Months after re-signing Giancarlo Stanton to a long-term extension, Dan Jennings has agreed to terms with another piece of Miami's outfield.

Yelich, 23, doesn't have the same cachet as Stanton, but he's among the best pure hitters in baseball. His feel for contact is enviable, and his approach sees him go to left and left-center so often you'd think it was his life's purpose. Additionally, he maintains a healthy walk rate and runs the bases well, making him an ideal top-of-the-order hitter. Yelich's arm limits him to left field on defense, yet he's regarded as an average-at-worst defender who has (and could again) played in center when needed.

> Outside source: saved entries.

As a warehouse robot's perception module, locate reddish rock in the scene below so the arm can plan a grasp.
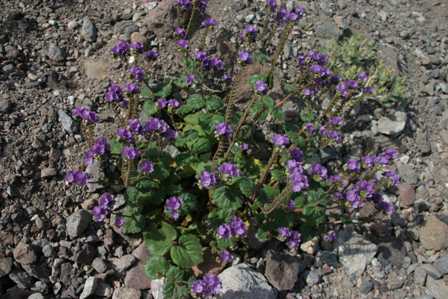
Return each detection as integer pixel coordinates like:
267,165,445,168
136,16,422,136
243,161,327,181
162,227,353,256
398,184,415,208
124,263,151,290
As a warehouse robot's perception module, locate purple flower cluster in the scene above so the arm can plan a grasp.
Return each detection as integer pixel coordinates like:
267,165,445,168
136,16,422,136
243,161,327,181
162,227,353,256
217,216,247,239
218,162,240,177
112,40,131,56
191,274,222,298
272,134,289,147
72,107,99,123
137,160,154,174
277,227,302,250
288,160,309,192
157,98,180,109
64,170,89,186
84,137,109,165
165,196,183,220
199,170,218,189
92,193,113,222
215,122,233,138
195,50,224,72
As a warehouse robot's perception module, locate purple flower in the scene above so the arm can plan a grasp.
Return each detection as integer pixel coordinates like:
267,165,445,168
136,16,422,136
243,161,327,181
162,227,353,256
216,224,232,239
176,39,189,49
219,249,233,264
143,49,159,59
309,163,328,179
289,147,303,162
191,274,222,298
239,51,252,63
324,230,336,242
218,162,240,176
117,128,133,142
65,170,88,186
272,134,289,146
131,42,145,53
255,80,268,94
201,18,218,28
200,170,218,189
126,82,140,94
174,27,187,38
137,160,154,174
230,216,247,237
286,230,302,250
277,227,291,239
121,146,140,160
129,66,145,81
186,74,196,86
347,159,361,172
165,196,182,220
215,122,232,138
112,40,130,56
104,83,123,102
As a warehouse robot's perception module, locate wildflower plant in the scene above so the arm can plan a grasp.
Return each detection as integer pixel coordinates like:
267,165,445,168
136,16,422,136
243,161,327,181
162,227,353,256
66,0,399,298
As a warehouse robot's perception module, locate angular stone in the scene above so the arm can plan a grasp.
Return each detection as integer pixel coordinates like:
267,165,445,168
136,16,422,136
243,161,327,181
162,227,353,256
0,257,12,278
112,287,142,299
434,255,448,275
419,215,448,251
398,183,415,208
66,210,92,239
264,251,303,291
13,241,37,265
79,276,98,299
219,264,277,299
124,264,151,290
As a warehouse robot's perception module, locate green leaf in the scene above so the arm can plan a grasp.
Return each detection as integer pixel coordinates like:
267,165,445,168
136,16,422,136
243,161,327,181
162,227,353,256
144,222,177,256
145,256,169,279
156,81,173,98
163,267,190,299
143,100,159,116
109,139,123,155
170,235,203,269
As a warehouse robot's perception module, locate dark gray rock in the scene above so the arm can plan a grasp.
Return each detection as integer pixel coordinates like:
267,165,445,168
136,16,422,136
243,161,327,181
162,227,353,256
264,251,304,291
80,17,97,42
66,210,92,239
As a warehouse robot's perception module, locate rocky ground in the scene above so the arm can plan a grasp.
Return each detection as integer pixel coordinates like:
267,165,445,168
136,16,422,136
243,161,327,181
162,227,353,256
0,0,448,299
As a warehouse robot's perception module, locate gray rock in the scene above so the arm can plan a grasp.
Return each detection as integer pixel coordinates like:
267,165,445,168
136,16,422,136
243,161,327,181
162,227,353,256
79,276,98,299
359,277,373,294
422,264,442,279
58,110,74,133
40,167,57,179
419,215,448,251
0,257,12,278
66,210,92,239
434,255,448,275
92,257,107,273
414,266,428,286
337,232,378,279
264,251,304,291
124,264,151,290
219,264,277,299
80,17,97,42
378,111,407,136
0,99,11,113
47,44,65,62
305,270,321,286
112,254,137,273
13,241,37,265
112,288,142,299
426,276,448,299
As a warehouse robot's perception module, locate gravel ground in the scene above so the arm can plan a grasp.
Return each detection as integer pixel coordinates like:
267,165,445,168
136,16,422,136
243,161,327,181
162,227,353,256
0,0,448,299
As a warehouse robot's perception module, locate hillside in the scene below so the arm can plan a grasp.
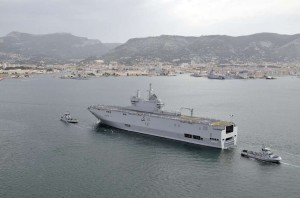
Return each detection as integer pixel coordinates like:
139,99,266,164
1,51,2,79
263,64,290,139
0,32,118,62
103,33,300,64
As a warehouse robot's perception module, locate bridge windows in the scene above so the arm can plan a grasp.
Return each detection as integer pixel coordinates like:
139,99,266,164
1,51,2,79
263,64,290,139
193,135,203,140
184,133,203,140
184,133,193,138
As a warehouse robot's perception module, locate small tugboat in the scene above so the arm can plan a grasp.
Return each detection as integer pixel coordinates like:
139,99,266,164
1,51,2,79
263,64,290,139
241,147,281,163
60,113,78,124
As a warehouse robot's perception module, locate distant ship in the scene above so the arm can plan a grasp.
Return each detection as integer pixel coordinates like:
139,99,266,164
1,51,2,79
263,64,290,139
88,84,237,149
207,70,225,80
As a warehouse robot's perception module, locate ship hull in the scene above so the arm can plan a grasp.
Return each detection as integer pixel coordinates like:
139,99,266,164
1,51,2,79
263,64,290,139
88,107,237,149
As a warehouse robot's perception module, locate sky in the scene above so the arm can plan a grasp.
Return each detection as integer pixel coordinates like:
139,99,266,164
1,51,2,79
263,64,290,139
0,0,300,43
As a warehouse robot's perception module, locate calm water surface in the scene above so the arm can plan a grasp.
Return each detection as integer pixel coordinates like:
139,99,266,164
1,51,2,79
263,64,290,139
0,75,300,198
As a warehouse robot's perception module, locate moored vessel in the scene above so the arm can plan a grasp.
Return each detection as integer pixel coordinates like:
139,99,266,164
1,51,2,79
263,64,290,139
88,84,237,149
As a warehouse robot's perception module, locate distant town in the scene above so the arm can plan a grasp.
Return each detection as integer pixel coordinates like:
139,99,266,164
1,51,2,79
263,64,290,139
0,59,300,80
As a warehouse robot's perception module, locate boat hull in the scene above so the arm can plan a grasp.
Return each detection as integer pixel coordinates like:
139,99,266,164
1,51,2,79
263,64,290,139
241,152,281,164
88,107,237,149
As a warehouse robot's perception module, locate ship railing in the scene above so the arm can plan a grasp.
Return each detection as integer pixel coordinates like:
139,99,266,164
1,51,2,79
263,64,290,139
91,105,233,126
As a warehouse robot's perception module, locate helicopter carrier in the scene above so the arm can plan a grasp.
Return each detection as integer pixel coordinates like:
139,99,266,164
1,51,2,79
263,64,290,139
88,84,237,149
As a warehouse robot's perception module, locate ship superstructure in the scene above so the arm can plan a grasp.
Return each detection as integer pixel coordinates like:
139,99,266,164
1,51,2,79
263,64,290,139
88,84,237,149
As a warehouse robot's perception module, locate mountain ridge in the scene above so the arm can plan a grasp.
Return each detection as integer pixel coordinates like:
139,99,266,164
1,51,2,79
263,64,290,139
103,33,300,64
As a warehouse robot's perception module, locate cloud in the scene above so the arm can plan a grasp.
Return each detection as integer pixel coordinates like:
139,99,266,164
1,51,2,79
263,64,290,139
0,0,300,42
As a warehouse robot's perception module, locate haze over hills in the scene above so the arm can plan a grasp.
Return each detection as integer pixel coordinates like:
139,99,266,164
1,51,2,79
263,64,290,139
0,32,119,62
0,32,300,65
103,33,300,64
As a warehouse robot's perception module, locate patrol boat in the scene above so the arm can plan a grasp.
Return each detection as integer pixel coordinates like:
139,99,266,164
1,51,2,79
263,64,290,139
60,113,78,124
241,147,281,163
88,84,237,149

The biggest drawback to Yelich's offensive game is his lack of power. He's tall and lanky but neither his swing nor his approach are geared for power. The result is a career .116 ISO and one professional season in which he homered more than 14 times. In theory, Yelich could add more pop as he matures, though he's so good at what he does that leaving him be might be for the best. Either way, he's not going to threaten Stanton for the team lead in home runs anytime soon.

As for the contract itself, you have to go back to Ryan Braun's extension in 2008 to find an outfielder with comparable service time (MLS) who received more than $45 million. The best and most recent comparisons to Yelich's deal are Andrew McCutchen (six years, $51.5 million), Jay Bruce (six years, $51 million), and Justin Upton (six years, $51.25 million)—and they all had roughly a year or more MLS than Yelich does now. Here's a look of their numbers at the time of each extension:

Player

Age

PA

BA/OBP/SLG

WARP

WARP/600

Yelich

23

933

.285/.365/.400

4.7

3.0

McCutchen

24

1,824

.276/.365/.458

12

3.9

Bruce

23

1,412

.257/.327/.474

8.5

3.6

Upton

22

1,157

.272/.350/.485

4.8

2.5

FRAA is less kind to Yelich's defense than the eye test or other defensive metrics, so this could undersell his performance to date. Nonetheless, the biggest difference between Yelich and the others is, unsurprisingly, power production.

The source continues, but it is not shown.